Review: “The Red Bungalow”, Bithia Mary Croker, 1919.

You know this story. Out-of-towers come to town and find a great real estate deal, ignore the misgivings the locals have about the property, and then pay the price.

Here the out-of-towners are Netta, sister-in-law of the narrator, and her husband and their two children. He’s Tom Fellowes, a major and quartermaster in the British Army. The town is the station Kulu in British India. The house is the titular Red Bungalow which has been oddly ignored by the officers and their wives in town until Netta finds it for a very cheap price. 

But the narrator, on first visit, has an ominous feeling about it which he attributes to her Scottish Highland sensitivity. An old British woman warns Netta. The narrator’s servant warns about it. 

The interesting part is how horror is never seen or detailed. 

(Spoilers ahead)

Here’s the climactic scene:

Guy had evidently climbed up by a chair, and dragged his sister along with him. It was a beautiful afternoon, the sun streamed in upon them, and the room, as far as we could see, was empty. Yes, but not empty to the trembling little creatures on the table, for with wide, mad eyes they seemed to follow the motion of a something that was creeping round the room close to the wall, and I noticed that their gaze went up and down, as they accompanied its progress with starting pupils and gasping breaths. . . .
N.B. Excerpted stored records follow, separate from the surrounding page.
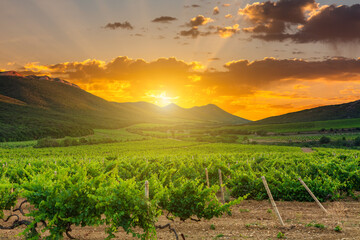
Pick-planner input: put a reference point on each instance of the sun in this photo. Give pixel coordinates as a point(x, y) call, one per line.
point(161, 99)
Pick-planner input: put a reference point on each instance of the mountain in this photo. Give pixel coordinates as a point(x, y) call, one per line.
point(38, 106)
point(324, 113)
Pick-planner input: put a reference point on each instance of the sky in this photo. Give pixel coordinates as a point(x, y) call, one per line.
point(253, 59)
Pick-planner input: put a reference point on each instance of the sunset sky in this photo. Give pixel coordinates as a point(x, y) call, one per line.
point(253, 59)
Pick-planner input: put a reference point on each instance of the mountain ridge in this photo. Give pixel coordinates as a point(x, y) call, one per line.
point(73, 107)
point(322, 113)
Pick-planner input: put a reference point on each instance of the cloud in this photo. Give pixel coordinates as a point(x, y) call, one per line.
point(116, 25)
point(194, 23)
point(192, 6)
point(198, 21)
point(259, 84)
point(303, 21)
point(240, 76)
point(164, 19)
point(193, 32)
point(225, 32)
point(331, 23)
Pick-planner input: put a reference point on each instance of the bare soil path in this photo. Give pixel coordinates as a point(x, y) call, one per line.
point(251, 220)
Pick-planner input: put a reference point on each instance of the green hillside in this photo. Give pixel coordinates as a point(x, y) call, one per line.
point(331, 112)
point(33, 107)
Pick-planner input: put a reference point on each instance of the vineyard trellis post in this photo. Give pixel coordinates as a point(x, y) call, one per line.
point(272, 200)
point(147, 189)
point(207, 177)
point(221, 187)
point(312, 195)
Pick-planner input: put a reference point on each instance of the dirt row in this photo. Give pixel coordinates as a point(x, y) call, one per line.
point(252, 220)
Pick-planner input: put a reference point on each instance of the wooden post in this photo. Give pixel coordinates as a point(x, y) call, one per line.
point(147, 189)
point(12, 208)
point(272, 200)
point(221, 188)
point(312, 195)
point(229, 177)
point(207, 177)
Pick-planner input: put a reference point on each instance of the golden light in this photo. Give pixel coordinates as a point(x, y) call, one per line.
point(160, 99)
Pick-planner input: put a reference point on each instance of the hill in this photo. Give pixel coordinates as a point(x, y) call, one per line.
point(331, 112)
point(34, 107)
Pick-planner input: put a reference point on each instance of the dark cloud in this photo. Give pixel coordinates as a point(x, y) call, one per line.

“He stretched himself stiffly in her arms, and, pointing with a trembling finger to a certain spot, gasped, ‘Oh, Mummy! look, look, look!’ and with the last word, which was a shriek of horror, he fell into violent convulsions.

The boy dies of a fever shortly afterwards. The girl, retarded, never does really learn to speak. Netta moves back to Britain with her. 

Anthology editor Edmundson discusses, in the book’s introduction, the story as an example of Britain’s uneasy feelings about ruling over India, an alien culture. For instance, we never really do learn any more about the ”odd, shapeless mounds of ancient masonry” on the grounds around the Red Bungalow. Edmundson’s annotations point out that Netta is married to a quartermaster and is quite the quartermaster herself in arranging for the acquisition and rennovation of the Red Bungalow. 

So this is an overthrow of British colonialism by unknown native forces. For that matter, the narrator comments that she’s afraid parts of the bungalow shelter a lot of snakes which could be seen as an metaphor for the unknown dangers from the colonized populace, India being able to strike back in the form of its fauna. There is also the matter of the virtually mute daughter. There is something of a contrast between her and the “baba”, the native realtor who shows the house. He’s an Indian, educated in Britain, who speaks English while the daughter, native English, is bereft of speech. You could see that as another overthrow and supplanting of the expected order British colonizers would expect.